The 60-Day Illusion: How Washington Is Using the MOU to Cut Iran Down to Size

By Elijah J. Magnier –

The 60-day US-Iran MOU was presented as a negotiating window. In reality, it is becoming a battlefield of manoeuvre and a bras-de-fer. Washington is not using this period simply to reach a final agreement with Tehran. It is using it to reduce the leverage Iran gained after the Israeli-American war, weaken Iran’s control over Hormuz, separate Lebanon from the Iranian file, and turn temporary concessions into permanent strategic losses.

This is the real meaning of the present escalation. The United States and Iran are not yet in a wider war, but they are not in peace either. They are exchanging controlled blows, testing each other’s limits, and using the MOU not as a bridge towards a so far completely absent trust, but as a map of each side’s vulnerabilities. The agreement has created a temporary pause, but it has not ended 47 years of animosity between Washington and Tehran. It has merely moved the confrontation from open war to structured pressure.

For Iran, the MOU was supposed to preserve the gains achieved during the war. The first paragraph linked the end of hostilities to regional de-escalation, including Lebanon and respect for Lebanese sovereignty. Paragraph five dealt with Hormuz, requiring Iran, alone, to use its best efforts to allow the safe passage of commercial vessels from the Persian Gulf to the Sea of Oman and back, free of charge, for 60 days only, while removing mines and military obstacles within 30 days. Tehran understood these clauses as leverage. Washington understood them as targets.

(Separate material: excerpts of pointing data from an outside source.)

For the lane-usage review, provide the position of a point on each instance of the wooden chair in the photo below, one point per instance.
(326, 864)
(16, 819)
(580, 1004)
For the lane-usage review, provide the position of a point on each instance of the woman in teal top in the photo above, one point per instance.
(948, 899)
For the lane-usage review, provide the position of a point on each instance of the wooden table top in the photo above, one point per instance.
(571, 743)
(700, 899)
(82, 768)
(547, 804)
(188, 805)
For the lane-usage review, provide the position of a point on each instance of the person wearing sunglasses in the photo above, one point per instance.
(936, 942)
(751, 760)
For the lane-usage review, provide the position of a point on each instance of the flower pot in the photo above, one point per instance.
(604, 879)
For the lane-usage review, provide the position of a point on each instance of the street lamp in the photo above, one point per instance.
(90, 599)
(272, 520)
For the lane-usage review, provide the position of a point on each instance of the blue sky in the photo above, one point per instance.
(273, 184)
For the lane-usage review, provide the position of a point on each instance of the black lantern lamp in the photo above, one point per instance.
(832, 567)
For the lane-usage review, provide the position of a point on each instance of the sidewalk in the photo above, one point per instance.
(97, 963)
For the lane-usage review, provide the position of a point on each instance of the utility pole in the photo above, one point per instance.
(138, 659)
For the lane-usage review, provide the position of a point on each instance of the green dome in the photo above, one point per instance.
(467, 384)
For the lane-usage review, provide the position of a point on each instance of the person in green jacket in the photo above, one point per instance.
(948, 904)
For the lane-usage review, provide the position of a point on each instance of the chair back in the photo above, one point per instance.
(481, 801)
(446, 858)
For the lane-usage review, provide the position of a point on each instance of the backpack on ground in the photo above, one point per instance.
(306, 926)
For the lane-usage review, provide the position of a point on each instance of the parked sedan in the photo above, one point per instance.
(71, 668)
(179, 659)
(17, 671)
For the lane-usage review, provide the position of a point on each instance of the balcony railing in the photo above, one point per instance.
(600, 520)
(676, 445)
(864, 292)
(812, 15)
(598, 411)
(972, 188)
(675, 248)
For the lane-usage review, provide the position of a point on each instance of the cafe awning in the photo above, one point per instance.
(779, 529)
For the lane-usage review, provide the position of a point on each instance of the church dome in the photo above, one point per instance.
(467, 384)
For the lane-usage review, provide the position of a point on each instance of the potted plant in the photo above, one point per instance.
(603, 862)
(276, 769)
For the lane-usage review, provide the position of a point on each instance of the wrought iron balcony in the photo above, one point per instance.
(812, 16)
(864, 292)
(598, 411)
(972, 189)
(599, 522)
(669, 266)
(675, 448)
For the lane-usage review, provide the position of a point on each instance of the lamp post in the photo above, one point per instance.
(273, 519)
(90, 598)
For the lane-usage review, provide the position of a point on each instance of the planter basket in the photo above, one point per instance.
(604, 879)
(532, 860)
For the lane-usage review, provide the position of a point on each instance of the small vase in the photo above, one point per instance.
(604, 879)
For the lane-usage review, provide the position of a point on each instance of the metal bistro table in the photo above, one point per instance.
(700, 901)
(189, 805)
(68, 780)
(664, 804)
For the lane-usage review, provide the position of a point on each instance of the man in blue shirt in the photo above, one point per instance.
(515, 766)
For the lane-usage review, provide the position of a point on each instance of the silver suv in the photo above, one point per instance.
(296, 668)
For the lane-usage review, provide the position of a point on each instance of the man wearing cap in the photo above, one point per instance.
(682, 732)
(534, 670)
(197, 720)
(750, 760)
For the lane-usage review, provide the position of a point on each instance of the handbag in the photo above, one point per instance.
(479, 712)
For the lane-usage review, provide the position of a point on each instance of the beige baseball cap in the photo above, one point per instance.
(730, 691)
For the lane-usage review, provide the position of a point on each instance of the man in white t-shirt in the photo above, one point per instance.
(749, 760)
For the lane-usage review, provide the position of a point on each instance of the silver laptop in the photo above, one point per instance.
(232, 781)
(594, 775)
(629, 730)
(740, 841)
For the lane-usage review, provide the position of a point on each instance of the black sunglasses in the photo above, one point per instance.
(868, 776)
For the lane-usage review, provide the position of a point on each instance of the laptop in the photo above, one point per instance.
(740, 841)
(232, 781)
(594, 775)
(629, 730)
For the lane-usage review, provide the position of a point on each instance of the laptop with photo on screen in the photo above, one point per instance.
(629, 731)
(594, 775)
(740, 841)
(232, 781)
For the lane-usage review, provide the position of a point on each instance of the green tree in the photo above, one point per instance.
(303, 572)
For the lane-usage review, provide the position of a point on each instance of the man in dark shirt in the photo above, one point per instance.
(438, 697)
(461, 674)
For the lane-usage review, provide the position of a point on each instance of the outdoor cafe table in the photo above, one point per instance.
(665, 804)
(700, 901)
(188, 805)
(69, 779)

The first target is Hormuz. Iran’s message is clear: no one moves through the Strait without coordination with Tehran. This is not merely a question of navigation. It is a question of power. Iran’s geography gives it the northern shore of the Strait, the ability to monitor traffic, threaten passage, deploy drones, missiles, fast boats and mines, and impose uncertainty on the world’s most sensitive energy chokepoint. Iran does not need to close Hormuz to shake the market. It only needs to make the passage uncertain because the war is not over yet.